Mencioné que junto a la segunda casa en ruinas que había en lo comprado,
dejó entre otras cosas, dos o tres guayabos criollos enormes, cuando menos de veinte
o más metros de alto, a lo mejor treinta, pues he leído que hay hasta de
cuarenta y cinco en algunos lugares. Me gustaba subirme al que quedaba pegado a
dicha casa y a la zanja de agua corrida permanente que había, acompañado
siempre de mi hermana Ma. Mercedes que nomás me observaba. Mi padre me tenía
prohibido que lo hiciera pero no resistía la tentación con el asombro de mi
hermana. Mi objetivo era subir hasta la última rama y sobre la copa sacar la
cabeza y las manos y observar el panorama lo más lejos posible.

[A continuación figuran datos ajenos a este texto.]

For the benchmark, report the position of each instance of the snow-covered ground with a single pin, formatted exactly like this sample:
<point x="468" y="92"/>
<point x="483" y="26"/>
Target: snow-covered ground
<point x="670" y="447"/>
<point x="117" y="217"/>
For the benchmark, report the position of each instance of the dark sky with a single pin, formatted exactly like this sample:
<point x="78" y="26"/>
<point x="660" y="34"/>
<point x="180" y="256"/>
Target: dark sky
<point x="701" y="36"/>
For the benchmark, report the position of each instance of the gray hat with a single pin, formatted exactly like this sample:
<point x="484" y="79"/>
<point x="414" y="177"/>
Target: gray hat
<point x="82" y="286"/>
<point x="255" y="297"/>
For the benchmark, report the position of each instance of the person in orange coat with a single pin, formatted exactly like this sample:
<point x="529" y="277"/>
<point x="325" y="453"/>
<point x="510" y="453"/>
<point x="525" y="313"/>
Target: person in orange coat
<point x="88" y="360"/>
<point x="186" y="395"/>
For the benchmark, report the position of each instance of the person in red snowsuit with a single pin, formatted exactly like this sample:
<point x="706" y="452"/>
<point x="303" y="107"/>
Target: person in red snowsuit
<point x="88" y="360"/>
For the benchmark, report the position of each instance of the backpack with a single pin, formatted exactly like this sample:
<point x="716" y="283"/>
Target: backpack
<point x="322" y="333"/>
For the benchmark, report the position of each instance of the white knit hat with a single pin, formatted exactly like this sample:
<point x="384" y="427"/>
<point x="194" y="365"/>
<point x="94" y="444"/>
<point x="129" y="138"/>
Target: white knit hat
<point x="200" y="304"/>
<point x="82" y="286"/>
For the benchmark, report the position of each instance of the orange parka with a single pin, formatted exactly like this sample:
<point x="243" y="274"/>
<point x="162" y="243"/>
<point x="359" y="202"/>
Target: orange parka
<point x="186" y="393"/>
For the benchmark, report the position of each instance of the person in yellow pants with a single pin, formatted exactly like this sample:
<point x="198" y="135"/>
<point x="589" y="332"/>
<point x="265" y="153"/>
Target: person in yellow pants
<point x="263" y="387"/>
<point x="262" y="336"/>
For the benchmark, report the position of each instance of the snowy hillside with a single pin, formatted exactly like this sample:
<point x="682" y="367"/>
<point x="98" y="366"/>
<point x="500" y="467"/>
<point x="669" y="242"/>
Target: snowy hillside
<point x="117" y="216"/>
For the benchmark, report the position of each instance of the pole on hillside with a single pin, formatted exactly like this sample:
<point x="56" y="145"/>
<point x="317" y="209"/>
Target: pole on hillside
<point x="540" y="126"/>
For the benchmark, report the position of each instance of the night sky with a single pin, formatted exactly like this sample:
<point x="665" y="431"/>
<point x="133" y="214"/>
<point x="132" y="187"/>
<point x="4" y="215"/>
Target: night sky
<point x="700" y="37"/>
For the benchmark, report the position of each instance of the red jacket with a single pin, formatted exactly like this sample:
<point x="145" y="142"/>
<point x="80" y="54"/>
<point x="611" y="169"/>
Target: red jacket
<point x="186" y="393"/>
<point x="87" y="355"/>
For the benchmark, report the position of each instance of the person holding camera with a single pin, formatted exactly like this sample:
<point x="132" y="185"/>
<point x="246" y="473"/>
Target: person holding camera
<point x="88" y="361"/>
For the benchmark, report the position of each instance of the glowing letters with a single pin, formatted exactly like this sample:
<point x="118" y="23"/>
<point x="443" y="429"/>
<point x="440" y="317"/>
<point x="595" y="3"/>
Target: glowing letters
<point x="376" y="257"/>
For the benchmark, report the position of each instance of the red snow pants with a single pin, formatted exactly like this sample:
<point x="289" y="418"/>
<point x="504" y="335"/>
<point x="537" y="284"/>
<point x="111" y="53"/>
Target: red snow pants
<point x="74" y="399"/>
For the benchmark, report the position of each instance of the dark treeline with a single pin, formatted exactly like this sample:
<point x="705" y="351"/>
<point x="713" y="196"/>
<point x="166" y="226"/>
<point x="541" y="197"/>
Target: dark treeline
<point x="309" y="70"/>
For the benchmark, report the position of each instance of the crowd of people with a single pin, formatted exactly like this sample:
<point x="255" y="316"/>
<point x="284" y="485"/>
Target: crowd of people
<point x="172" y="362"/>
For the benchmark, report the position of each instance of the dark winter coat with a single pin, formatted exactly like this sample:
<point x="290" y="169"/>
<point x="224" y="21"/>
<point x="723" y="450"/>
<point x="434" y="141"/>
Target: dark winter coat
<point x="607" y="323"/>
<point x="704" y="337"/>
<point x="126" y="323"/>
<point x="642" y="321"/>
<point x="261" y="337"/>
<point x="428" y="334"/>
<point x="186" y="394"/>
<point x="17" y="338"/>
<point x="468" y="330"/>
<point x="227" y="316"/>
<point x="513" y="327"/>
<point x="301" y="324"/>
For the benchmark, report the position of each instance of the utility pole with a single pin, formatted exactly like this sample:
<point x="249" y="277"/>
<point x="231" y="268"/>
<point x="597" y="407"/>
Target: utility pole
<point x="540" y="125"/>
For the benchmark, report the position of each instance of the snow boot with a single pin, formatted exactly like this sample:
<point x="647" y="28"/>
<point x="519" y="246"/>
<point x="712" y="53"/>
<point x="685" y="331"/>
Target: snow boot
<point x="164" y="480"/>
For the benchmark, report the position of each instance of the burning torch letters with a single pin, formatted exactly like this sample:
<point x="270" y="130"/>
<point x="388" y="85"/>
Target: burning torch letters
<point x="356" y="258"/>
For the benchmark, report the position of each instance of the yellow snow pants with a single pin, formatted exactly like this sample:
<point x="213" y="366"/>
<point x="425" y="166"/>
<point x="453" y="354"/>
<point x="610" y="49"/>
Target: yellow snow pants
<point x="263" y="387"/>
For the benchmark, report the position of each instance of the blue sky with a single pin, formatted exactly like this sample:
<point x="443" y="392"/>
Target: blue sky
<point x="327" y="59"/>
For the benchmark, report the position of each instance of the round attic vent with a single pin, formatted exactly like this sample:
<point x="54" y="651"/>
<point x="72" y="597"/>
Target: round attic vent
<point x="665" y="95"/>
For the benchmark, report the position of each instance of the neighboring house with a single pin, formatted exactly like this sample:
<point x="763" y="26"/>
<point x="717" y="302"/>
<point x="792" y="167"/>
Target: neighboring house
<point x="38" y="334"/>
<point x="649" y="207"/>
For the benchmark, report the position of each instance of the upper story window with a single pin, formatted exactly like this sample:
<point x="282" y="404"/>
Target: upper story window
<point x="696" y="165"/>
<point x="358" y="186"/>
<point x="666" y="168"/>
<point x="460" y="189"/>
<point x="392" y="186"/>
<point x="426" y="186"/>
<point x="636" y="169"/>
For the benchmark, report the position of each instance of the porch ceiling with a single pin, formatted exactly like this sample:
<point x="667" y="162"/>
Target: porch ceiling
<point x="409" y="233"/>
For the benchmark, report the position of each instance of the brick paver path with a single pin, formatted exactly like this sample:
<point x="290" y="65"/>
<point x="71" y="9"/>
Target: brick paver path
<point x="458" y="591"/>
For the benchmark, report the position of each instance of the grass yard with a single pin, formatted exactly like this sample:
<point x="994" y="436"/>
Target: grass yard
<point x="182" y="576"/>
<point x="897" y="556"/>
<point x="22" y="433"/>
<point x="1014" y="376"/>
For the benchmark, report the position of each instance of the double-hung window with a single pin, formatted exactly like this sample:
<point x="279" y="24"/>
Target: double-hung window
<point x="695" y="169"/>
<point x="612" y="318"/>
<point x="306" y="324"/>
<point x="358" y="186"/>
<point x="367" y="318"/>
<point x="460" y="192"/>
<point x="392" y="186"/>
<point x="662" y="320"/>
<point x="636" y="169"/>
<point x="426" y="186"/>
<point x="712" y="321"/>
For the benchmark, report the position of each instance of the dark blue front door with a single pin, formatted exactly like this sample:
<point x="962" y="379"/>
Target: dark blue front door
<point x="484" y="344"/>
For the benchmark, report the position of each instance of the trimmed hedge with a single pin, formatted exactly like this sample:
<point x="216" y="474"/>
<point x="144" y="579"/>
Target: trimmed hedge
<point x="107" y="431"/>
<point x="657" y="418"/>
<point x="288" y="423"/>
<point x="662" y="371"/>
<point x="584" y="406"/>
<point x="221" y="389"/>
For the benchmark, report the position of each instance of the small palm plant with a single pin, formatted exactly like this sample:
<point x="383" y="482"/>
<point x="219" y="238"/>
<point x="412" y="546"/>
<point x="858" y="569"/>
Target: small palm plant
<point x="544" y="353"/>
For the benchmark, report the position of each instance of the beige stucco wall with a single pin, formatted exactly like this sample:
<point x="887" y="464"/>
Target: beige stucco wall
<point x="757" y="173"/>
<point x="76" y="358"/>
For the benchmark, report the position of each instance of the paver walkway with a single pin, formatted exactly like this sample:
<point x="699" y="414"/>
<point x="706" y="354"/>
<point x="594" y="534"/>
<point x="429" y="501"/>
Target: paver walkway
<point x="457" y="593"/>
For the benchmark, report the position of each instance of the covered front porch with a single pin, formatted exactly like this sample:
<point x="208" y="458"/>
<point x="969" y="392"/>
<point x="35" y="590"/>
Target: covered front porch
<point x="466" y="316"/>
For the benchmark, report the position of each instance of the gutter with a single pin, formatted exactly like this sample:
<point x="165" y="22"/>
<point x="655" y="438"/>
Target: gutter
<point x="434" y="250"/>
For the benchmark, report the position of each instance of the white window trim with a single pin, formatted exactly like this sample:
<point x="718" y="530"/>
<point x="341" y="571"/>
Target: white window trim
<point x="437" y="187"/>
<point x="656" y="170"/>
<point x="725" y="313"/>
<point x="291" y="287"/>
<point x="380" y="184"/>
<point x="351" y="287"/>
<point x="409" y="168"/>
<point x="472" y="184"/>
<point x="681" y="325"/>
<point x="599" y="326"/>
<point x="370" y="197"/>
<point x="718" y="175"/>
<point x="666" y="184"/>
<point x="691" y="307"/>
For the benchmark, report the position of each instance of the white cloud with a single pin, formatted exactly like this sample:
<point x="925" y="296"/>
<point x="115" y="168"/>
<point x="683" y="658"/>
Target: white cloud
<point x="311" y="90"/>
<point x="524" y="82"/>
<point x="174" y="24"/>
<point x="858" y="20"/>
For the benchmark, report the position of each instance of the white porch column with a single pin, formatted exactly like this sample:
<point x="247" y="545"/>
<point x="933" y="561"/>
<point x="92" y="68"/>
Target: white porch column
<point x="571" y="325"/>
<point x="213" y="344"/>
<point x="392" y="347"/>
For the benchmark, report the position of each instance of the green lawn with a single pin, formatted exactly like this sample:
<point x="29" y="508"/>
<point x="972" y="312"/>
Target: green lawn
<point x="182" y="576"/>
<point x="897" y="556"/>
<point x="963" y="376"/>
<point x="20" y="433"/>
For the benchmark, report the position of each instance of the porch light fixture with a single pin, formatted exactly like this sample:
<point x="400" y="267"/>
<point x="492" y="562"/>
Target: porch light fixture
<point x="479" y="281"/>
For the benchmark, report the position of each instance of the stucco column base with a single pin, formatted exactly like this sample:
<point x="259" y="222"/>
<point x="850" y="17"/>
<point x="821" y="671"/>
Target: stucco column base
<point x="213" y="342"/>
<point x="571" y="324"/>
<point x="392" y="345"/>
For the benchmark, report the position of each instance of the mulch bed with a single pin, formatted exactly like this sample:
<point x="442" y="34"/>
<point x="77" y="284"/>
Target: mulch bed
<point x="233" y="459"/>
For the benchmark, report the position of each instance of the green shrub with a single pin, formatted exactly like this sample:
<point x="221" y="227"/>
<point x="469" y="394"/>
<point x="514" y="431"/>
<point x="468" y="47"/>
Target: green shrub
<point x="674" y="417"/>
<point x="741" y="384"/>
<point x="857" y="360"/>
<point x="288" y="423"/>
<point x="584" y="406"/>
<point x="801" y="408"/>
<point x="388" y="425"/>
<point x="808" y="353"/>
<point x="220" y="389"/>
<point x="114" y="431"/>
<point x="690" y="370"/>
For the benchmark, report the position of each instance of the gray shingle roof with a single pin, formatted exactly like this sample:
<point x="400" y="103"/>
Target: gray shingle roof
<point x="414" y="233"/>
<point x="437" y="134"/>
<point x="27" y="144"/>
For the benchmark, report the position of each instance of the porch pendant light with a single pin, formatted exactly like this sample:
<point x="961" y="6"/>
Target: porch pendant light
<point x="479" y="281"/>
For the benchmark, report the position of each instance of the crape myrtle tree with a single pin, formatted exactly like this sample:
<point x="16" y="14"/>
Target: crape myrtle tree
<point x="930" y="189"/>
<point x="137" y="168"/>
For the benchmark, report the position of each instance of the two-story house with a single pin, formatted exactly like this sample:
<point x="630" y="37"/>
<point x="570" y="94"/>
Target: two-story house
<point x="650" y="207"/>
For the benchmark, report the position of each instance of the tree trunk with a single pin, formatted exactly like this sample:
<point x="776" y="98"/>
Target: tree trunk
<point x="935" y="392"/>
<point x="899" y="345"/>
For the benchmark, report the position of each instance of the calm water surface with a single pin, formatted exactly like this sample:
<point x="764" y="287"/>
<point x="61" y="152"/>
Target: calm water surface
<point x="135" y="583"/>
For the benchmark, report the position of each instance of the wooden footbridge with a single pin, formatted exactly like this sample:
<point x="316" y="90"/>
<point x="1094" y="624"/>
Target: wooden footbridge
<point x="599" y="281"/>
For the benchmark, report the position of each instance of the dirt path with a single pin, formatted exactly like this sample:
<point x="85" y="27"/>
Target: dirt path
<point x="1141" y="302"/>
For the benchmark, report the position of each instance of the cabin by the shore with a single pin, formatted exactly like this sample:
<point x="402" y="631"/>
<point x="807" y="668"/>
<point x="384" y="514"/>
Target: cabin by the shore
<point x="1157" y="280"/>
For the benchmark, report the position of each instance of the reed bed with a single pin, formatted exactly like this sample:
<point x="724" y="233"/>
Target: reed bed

En una ocasión ya habiendo obtenido la meta y haciéndole piruetas a
Mercedes, empezó a gritar como loca que si no me bajaba de inmediato ahora sí
se lo iba a contar a mi papá. Por su alegato, porque estaba soplando más o
menos fuerte el aire o porque las ramas de los guayabos son bastante resbaladizas,
pero flexibles, me destantié y me vine abajo, sorteando de manera poco menos
que milagrosa las diferentes ramas al paso, cayendo al suelo de pie, sin ningún
rasguño ni ramaje conmigo y amortiguando el viaje guayabil el colchón de hojas
secas y tierra blanda y húmeda que de años había en la superficie. La noticia la recibió mi mamá y ella la pasó a mi papá, pero hasta el día siguiente y en el momento más oportuno para que no me diera una paliza que yo esperaba casi segura, como otras con merecimiento y hasta sin éste.